The comments to this section note that judicial recognition of the seller's duty to warn of a product-related risk after the time of sale is relatively new, but there is a growing body of decisional and statutory law imposing this duty. The comments then state, "The legal standard is whether a reasonable person would provide a post-sale warning."

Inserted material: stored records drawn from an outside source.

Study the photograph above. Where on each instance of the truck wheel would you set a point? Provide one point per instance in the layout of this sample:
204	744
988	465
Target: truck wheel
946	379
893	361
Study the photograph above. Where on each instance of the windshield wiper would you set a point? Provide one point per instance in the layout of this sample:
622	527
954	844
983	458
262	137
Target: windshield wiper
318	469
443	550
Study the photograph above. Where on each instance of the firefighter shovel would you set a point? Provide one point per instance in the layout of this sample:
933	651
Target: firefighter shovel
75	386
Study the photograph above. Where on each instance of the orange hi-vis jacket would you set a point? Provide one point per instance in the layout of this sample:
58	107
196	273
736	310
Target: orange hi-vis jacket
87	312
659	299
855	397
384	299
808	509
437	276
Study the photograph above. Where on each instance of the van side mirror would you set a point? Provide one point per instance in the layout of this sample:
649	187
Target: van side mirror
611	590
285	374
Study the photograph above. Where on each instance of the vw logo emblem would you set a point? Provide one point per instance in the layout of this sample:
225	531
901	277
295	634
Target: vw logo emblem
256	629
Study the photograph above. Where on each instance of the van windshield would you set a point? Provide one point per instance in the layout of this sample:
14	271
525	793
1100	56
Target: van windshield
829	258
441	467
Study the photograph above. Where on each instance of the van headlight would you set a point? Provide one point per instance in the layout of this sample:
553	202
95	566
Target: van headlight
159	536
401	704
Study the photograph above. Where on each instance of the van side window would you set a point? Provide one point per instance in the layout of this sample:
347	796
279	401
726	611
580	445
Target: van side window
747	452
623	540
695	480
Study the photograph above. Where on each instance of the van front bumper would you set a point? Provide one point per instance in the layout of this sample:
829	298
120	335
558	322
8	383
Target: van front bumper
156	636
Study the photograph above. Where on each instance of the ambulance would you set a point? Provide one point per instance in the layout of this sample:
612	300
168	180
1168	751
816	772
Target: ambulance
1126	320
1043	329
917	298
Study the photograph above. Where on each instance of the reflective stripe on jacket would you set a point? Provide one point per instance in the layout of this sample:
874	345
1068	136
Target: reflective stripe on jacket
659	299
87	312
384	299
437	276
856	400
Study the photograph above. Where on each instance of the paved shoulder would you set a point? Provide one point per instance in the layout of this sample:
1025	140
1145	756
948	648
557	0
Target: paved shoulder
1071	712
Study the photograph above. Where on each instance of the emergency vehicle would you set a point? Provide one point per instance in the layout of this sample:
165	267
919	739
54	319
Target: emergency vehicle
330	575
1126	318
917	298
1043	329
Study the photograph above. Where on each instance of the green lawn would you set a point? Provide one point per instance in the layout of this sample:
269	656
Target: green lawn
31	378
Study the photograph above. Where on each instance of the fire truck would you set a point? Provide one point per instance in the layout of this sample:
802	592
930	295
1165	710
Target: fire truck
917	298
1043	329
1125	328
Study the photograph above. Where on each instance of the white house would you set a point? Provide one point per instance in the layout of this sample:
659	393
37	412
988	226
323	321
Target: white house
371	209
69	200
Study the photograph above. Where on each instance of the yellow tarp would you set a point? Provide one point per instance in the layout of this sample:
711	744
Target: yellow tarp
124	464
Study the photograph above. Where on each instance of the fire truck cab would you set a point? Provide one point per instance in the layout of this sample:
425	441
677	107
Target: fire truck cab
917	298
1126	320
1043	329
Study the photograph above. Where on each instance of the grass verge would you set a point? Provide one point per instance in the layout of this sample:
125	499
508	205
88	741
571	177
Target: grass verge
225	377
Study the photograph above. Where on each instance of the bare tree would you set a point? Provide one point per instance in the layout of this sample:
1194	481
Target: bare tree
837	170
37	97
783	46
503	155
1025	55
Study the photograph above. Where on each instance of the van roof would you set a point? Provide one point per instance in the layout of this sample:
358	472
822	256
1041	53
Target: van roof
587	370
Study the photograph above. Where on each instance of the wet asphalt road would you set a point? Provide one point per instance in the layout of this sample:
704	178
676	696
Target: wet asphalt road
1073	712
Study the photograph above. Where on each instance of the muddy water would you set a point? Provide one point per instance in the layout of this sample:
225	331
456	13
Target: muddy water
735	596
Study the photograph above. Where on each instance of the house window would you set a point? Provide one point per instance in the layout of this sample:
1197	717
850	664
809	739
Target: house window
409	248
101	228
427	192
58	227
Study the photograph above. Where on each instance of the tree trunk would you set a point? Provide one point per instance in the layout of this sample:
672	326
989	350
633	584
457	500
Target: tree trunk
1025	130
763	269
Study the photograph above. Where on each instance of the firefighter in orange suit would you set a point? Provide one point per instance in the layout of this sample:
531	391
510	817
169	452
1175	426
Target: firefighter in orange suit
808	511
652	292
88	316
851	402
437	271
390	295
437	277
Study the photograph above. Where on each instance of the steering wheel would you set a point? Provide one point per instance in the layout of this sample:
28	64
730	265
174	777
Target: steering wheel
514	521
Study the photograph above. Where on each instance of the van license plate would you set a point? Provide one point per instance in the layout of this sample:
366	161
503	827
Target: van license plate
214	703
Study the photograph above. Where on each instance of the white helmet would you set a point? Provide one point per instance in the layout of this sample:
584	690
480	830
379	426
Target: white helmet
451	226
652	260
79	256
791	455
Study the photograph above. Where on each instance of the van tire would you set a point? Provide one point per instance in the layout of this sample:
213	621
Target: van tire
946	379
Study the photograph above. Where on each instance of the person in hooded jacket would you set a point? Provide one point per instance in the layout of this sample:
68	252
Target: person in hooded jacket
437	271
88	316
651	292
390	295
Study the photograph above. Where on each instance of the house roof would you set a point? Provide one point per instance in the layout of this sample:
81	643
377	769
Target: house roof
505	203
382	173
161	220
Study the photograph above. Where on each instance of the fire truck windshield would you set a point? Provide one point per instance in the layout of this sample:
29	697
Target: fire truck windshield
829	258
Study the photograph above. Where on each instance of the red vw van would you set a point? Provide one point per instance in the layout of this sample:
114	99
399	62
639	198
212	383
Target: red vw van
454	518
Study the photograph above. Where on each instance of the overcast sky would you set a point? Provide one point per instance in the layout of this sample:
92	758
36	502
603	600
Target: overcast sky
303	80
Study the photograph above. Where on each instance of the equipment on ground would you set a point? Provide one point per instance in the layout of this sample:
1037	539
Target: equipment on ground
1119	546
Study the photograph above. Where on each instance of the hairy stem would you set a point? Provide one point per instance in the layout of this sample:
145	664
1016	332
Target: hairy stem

The Reporter's Notes also cite from the Model Products Liability Act, § 104(C)(6), which provides that a claim for product liability may arise: ". . . where a reasonably prudent manufacturer should have learned about a danger connected with a product after it was manufactured. In such a case, the manufacturer is under an obligation to act with regard to the danger as a reasonably prudent manufacturer in the same or similar circumstances. This obligation is satisfied if the manufacturer makes reasonable efforts to inform product users or a person who may be reasonably expected to assure that action is taken to avoid the harm, or that the risk of harm is explained to the actual product user." (See Jones v. Minnesota Mining and Manufacturing Co., 100 N.M. 268, 669 P.2d 744 (N.M. Ct. App.1983) (no duty to warn of dangers actually known to the user of a product but that there was a substantial fact issue as to the user's knowledge of the nature and the extent of the danger of the product which precluded summary judgment); Sparacino v. Andover Controls corp., 227 Ill. Ap. 3d 980, 592 N.E.2d 431 (Ill. Ap. Ct. 1992) (defendant's computerized energy management system was not dangerous as assembled, and trial judge properly granted the manufacturer's summary judgment motion on the strict liability count. However, the manner in which the distributor installed and programmed the system may have created a duty to warn on the part of the distributor). See also Frye v. Medicare-Glaser Corp., 219 Ill. App. 3d 931, 579 N.E.2d 1255 (Ill. App. Ct. 1991), rev'd, 153 Ill. 2d 26, 605 N.E.2d 557 (Ill. 1992), in which the Illinois Supreme Court found that a pharmacy did not breach its duty to warn, when it failed to apply all the warning labels generated by its computer system in connection with a prescription drug, because providing warnings did not obligate the pharmacy to warn of all dangers associated with the use of the prescription drug.)